The shadow climbed to the third step slowly, ever so slowly. All was quiet except for the snoring of the sleeping man upstairs.

  It struggled up to the fourth step. Then to the fifth.

  The eyes of the huge ghostly figure were glowing red in the dark. It was mad, very mad. Rengo had stolen its shoes. There was no excuse for stealing anyone’s shoes.

  The monstrous figure crept up to the sixth step, moaning softly. It stopped and looked upward as if it were expecting someone to appear at the top of the steps.

  “Where are my sho-o-o-es?” it moaned, dragging itself up one more step, the seventh step.

  Up in the bedroom, the shoes sat on the table next to the bed.
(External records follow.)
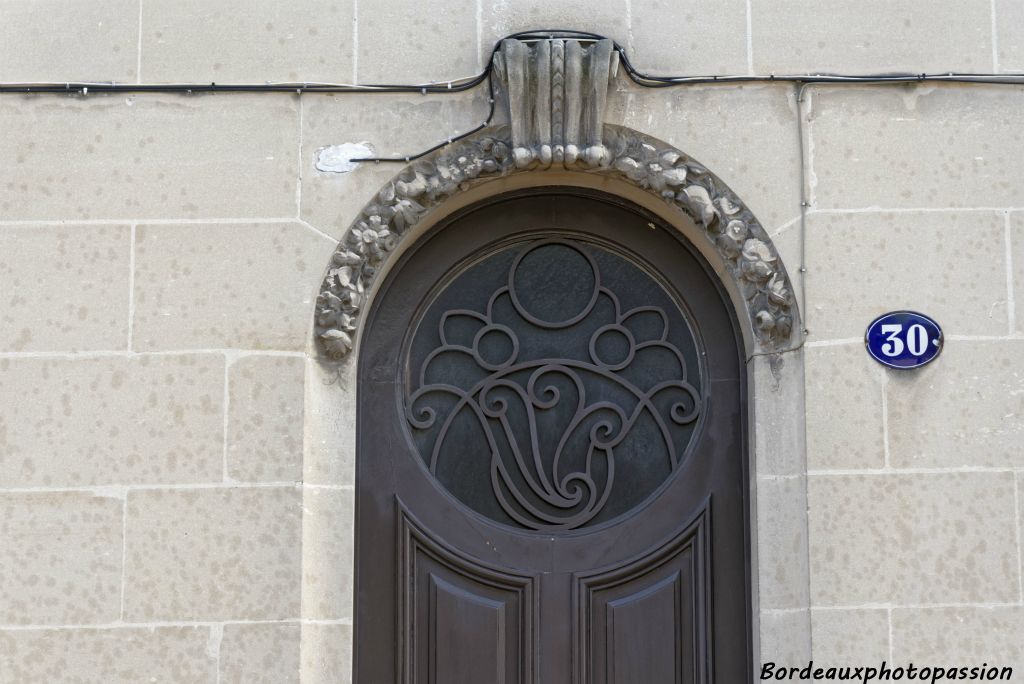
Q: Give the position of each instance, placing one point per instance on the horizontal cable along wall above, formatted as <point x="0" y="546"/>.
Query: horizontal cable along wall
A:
<point x="470" y="82"/>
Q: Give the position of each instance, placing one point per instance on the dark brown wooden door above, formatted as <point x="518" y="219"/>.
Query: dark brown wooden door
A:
<point x="551" y="483"/>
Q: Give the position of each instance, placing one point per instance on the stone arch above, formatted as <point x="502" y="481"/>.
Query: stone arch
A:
<point x="691" y="199"/>
<point x="734" y="242"/>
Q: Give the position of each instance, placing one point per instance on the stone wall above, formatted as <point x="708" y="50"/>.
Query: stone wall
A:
<point x="165" y="515"/>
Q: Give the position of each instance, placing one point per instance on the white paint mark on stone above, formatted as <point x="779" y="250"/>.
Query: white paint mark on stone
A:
<point x="213" y="643"/>
<point x="338" y="158"/>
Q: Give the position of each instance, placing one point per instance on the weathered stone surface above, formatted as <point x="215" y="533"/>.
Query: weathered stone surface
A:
<point x="330" y="441"/>
<point x="950" y="265"/>
<point x="739" y="246"/>
<point x="913" y="146"/>
<point x="39" y="40"/>
<point x="785" y="637"/>
<point x="220" y="553"/>
<point x="422" y="42"/>
<point x="745" y="134"/>
<point x="844" y="409"/>
<point x="235" y="41"/>
<point x="328" y="555"/>
<point x="1009" y="41"/>
<point x="965" y="636"/>
<point x="900" y="539"/>
<point x="844" y="636"/>
<point x="121" y="655"/>
<point x="59" y="559"/>
<point x="111" y="420"/>
<point x="327" y="653"/>
<point x="781" y="511"/>
<point x="778" y="420"/>
<point x="260" y="653"/>
<point x="64" y="288"/>
<point x="870" y="37"/>
<point x="391" y="125"/>
<point x="502" y="17"/>
<point x="682" y="37"/>
<point x="265" y="419"/>
<point x="963" y="410"/>
<point x="1017" y="259"/>
<point x="217" y="286"/>
<point x="137" y="157"/>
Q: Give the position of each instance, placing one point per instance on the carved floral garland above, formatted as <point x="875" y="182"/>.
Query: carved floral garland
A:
<point x="739" y="240"/>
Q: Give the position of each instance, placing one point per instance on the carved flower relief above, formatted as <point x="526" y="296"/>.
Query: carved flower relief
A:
<point x="667" y="173"/>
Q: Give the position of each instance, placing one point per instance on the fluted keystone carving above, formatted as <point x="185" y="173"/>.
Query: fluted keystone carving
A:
<point x="556" y="91"/>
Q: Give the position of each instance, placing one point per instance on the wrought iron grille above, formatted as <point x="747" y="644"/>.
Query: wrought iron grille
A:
<point x="553" y="384"/>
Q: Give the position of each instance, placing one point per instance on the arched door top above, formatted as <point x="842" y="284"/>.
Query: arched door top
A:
<point x="742" y="249"/>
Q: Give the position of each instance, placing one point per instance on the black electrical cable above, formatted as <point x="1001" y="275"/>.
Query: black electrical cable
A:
<point x="463" y="85"/>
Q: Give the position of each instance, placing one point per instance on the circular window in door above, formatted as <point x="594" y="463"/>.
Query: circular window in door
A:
<point x="553" y="383"/>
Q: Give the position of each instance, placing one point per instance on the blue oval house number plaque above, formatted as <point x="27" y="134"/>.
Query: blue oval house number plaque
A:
<point x="903" y="339"/>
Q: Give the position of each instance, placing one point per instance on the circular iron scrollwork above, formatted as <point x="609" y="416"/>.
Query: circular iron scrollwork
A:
<point x="553" y="384"/>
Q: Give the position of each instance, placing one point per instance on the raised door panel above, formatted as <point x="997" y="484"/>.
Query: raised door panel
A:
<point x="646" y="621"/>
<point x="464" y="623"/>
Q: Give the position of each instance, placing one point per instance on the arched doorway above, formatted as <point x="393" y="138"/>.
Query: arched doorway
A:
<point x="552" y="476"/>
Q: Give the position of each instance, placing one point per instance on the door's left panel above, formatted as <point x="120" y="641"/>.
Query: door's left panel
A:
<point x="464" y="623"/>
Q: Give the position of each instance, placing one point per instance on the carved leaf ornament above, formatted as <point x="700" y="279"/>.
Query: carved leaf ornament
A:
<point x="556" y="92"/>
<point x="740" y="242"/>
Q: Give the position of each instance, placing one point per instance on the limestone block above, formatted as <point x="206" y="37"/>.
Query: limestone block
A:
<point x="950" y="265"/>
<point x="1010" y="43"/>
<point x="422" y="42"/>
<point x="844" y="636"/>
<point x="121" y="655"/>
<point x="59" y="558"/>
<point x="963" y="410"/>
<point x="111" y="420"/>
<point x="213" y="554"/>
<point x="235" y="41"/>
<point x="912" y="539"/>
<point x="64" y="288"/>
<point x="54" y="40"/>
<point x="265" y="653"/>
<point x="330" y="442"/>
<point x="778" y="419"/>
<point x="965" y="636"/>
<point x="216" y="286"/>
<point x="916" y="146"/>
<point x="747" y="135"/>
<point x="389" y="125"/>
<point x="328" y="555"/>
<point x="844" y="409"/>
<point x="781" y="535"/>
<point x="327" y="653"/>
<point x="1017" y="259"/>
<point x="137" y="157"/>
<point x="677" y="38"/>
<point x="265" y="417"/>
<point x="870" y="37"/>
<point x="502" y="17"/>
<point x="785" y="637"/>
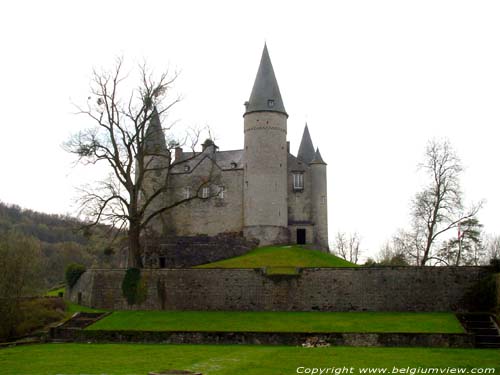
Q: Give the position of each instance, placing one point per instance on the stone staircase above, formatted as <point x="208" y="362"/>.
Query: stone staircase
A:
<point x="484" y="328"/>
<point x="64" y="331"/>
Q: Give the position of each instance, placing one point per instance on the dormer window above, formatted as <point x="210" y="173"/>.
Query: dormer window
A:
<point x="298" y="181"/>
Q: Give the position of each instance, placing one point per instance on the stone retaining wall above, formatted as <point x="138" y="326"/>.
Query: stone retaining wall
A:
<point x="269" y="338"/>
<point x="313" y="289"/>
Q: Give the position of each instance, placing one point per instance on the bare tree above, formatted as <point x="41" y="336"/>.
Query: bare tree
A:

Rengo was fast asleep, the rising and lowering of his chest the only sign that he was alive.

  The shadowy figure moved heavily and sluggishly on the stairs up to the eighth step. “Where are my sho-o-o-es?” it moaned.

  The huge shadow made it up to the ninth step. Its red eyes glowed with hatred, and its body trembled with the struggle of making it up one more step.

  At last, the ghost dragged itself up the tenth and final step, turned its head towards the bedroom door, and stared and stared as it started to creep towards Rengo’s room.

  “Where are my sho-o-o-es?” it moaned.

  The huge shadow reached the door to Rengo’s room and pushed it open. It shoved itself inside. Then it stood still by the side of the bed where Rengo slept and looked down at the old man. There it stood, staring and occasionally glancing at the shoes that sat on the table.

  Asleep, Rengo was not aware of the mortal danger that stood right next to him. Outside, the wind blew across the window howling, while the cold, silvery light of the moon cast a grim shadow across the sleeping man.

  Slowly, the huge figure bent over Rengo. It grabbed the sleeping man by the throat and pulled him upward with one violent motion. With Rengo dangling in midair, the ghost picked up the shoes and started back out the door.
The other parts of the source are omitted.